Harris along with her colleague theorized that the questioned force was natural selection. According to them, in small populations, such as that of the Neanderthals, natural selection was less effective and chance had more influence.
As a result of this, weakly harmful mutations persisted, instead of being weeded out over the generations. But when these mutations were again introduced into a larger population, like modern humans, they would come in touch with the surveillance of natural selection and ultimately will get lost.
A report published in New Kerala revealed, “The results suggest that these harmful gene variants continue to reduce the fitness of some populations today. The study also has implications for management of endangered species.”
Previous studies of DNA extracted from Neanderthal remains revealed that these Eurasian hominids were much more inbred and less genetically diverse than modern humans. For thousands of years, the Neanderthal population size remained small, and mating among close relatives seems to have been common.
Then, 50,000-100,000 years ago, groups of anatomically modern humans left Africa and moved to the homelands of their distant Neanderthal cousins. The two groups interbred, mingling their previously distinct genomes.
“The two groups interbred, mingling their previously distinct genomes. But though a small fraction of the genome of non-African populations today is Neanderthal, their genetic contribution is uneven. Neanderthal sequences are concentrated in certain parts of the human genome, but missing from other regions,” according to a news report published by Sci-News.
This allows weakly harmful mutations to persist, rather than being weeded out over the generations. But once such mutations are introduced back into a larger population, such as modern humans, they would be exposed to the surveillance of natural selection and eventually lost.
To quantify this effect, the scientists used computer programs to simulate mutation accumulation during Neanderthal evolution and to estimate how humans were affected by the influx of Neanderthal genetic variants.
“To assess the fitness effects of Neanderthal introgression on a genome-wide scale, we used forward-time simulations incorporating linkage, exome architecture, and population size changes to model the flux of deleterious mutations across hominin species boundaries,” the scientists said.
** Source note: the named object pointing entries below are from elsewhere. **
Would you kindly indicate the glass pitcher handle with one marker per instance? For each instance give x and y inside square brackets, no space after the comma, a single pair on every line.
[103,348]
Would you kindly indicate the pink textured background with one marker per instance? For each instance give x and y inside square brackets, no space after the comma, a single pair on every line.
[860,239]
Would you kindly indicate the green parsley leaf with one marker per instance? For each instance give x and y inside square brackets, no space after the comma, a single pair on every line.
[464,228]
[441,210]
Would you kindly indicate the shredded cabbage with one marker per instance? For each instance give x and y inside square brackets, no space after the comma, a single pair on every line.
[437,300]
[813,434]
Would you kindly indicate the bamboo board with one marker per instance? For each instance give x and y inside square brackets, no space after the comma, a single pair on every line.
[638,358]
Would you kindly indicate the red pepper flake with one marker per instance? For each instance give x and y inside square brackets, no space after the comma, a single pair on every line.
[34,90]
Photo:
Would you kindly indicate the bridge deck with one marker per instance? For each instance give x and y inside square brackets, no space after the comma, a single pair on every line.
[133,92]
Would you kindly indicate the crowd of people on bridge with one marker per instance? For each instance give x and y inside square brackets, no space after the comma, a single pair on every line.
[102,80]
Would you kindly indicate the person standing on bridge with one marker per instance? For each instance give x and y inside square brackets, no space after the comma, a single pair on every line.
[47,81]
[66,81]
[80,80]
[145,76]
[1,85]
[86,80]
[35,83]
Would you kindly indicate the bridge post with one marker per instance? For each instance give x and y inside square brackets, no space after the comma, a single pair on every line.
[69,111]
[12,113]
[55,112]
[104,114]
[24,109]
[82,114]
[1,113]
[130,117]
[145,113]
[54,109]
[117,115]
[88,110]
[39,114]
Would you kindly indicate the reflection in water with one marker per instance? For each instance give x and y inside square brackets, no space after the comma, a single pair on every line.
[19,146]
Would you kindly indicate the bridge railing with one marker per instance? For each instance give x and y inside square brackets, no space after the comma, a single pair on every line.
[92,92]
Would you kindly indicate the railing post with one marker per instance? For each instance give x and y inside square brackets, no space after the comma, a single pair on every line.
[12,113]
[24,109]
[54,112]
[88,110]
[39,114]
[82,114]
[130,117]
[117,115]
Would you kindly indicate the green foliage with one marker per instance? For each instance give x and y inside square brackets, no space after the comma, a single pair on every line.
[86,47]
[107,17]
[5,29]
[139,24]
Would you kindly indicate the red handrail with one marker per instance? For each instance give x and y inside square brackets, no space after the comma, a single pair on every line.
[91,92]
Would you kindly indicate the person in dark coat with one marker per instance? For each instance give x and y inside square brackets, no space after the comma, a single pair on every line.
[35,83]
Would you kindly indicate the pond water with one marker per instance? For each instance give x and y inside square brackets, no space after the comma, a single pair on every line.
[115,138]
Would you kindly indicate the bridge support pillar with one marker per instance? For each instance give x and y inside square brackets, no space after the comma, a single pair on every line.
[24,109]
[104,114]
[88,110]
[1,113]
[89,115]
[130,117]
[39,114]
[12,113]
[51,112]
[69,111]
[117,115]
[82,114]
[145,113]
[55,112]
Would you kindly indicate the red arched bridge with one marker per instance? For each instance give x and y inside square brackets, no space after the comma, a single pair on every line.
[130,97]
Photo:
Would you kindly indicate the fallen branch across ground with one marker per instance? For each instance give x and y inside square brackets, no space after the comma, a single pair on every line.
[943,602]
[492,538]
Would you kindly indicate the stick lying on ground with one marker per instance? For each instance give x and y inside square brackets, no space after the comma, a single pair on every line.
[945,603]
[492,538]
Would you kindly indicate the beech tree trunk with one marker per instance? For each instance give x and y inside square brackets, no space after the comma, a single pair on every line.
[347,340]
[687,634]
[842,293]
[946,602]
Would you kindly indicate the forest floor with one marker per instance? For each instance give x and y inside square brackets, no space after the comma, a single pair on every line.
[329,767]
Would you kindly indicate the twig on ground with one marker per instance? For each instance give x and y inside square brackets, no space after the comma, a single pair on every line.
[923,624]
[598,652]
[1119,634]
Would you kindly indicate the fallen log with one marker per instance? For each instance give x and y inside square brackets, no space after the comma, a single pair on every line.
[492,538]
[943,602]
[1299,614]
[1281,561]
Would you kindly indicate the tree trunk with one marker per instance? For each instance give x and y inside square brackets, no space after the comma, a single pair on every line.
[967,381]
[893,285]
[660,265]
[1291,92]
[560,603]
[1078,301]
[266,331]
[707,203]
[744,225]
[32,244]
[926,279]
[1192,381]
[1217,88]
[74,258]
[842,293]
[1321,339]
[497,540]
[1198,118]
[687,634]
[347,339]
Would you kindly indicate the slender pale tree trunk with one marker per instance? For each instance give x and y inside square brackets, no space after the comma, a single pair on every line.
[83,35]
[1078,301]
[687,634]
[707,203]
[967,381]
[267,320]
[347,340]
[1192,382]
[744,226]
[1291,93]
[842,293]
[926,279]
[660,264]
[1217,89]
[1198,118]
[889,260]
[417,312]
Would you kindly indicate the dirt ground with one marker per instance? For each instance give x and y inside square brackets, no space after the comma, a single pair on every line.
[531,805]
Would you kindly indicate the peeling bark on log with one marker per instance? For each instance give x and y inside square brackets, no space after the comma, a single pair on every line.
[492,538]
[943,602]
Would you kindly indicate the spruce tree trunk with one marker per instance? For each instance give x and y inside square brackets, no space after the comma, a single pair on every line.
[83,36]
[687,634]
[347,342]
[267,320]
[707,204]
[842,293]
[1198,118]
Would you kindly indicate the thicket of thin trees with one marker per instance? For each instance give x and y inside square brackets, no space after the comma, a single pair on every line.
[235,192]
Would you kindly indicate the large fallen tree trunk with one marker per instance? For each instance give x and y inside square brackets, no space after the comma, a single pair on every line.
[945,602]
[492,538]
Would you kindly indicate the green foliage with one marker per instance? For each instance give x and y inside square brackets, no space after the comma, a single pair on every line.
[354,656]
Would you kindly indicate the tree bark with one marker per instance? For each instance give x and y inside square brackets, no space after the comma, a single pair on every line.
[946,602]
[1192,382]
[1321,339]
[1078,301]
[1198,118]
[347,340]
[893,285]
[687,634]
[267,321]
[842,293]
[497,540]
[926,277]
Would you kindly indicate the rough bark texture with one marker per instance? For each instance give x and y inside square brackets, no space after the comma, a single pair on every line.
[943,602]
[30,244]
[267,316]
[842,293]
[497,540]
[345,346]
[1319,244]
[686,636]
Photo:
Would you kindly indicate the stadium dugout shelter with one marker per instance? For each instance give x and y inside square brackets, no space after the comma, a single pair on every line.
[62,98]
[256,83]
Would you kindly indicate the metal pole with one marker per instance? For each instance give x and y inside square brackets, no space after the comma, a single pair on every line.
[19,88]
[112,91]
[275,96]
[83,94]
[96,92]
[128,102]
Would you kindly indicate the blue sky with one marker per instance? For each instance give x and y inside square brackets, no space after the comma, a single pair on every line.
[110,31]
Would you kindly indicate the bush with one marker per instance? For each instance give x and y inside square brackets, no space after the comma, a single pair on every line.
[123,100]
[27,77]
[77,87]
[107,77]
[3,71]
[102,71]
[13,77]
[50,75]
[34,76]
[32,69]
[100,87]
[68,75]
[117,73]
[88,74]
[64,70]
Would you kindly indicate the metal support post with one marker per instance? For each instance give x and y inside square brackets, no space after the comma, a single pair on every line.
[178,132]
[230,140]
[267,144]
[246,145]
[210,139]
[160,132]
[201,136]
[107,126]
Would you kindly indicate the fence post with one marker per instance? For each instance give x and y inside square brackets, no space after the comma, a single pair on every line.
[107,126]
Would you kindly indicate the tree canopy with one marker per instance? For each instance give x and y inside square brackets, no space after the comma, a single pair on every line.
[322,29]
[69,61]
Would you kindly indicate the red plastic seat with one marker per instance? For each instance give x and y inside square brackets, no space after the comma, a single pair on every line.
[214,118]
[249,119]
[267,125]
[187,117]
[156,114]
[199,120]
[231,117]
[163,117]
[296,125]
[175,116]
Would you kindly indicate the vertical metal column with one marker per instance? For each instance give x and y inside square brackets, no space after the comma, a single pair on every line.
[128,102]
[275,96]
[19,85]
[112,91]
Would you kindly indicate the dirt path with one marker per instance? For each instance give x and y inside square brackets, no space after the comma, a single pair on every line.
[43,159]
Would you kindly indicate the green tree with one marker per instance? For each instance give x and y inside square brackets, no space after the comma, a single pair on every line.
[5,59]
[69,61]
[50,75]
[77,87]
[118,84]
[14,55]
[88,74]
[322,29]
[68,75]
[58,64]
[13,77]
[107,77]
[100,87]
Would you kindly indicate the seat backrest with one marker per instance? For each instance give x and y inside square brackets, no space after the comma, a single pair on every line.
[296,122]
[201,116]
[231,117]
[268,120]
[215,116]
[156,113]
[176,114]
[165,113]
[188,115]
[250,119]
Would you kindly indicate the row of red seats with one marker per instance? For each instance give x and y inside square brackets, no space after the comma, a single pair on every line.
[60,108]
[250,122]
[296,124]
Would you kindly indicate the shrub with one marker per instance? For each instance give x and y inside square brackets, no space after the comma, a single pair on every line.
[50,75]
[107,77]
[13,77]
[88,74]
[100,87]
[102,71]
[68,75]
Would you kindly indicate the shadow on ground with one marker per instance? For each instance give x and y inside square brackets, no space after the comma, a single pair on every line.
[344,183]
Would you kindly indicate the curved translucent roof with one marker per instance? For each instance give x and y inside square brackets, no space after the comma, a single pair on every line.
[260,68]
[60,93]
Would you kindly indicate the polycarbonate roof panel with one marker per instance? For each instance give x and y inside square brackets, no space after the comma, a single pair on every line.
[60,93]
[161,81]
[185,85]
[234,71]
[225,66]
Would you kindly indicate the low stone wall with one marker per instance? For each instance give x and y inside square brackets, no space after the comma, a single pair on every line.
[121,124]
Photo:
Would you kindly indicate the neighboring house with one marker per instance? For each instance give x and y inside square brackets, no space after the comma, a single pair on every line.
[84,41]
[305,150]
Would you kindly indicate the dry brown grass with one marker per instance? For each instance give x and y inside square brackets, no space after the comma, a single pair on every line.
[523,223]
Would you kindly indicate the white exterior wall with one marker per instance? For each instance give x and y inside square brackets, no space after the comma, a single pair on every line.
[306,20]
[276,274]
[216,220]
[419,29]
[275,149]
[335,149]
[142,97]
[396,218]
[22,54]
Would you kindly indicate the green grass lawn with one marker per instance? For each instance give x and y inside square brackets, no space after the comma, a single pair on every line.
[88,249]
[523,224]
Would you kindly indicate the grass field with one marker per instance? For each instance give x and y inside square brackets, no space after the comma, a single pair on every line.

According to a story published on the topic by Vice, “Nearly 100,000 years ago, a resolute group of Homo sapiens left Africa for the unknown. The impetus and timing of their exodus into the Arabian Peninsula remains controversial, but there’s one thing paleoanthropologists know for sure: We weren’t the only human species to have colonized Eurasia.”
A new study published in the journal GENETICS proposes that harmful mutations in Neanderthals’ genome not only made the hominin 40 percent less evolutionarily fit than modern humans, but also endowed some of us with that same genetic burden.
“Neanderthals are fascinating to geneticists because they provide an opportunity to study what happens when two groups of humans evolve independently for a long time—and then come back together,” said lead author Kelley Harris in a statement. “Our results suggest that inheriting Neanderthal DNA came at a cost.”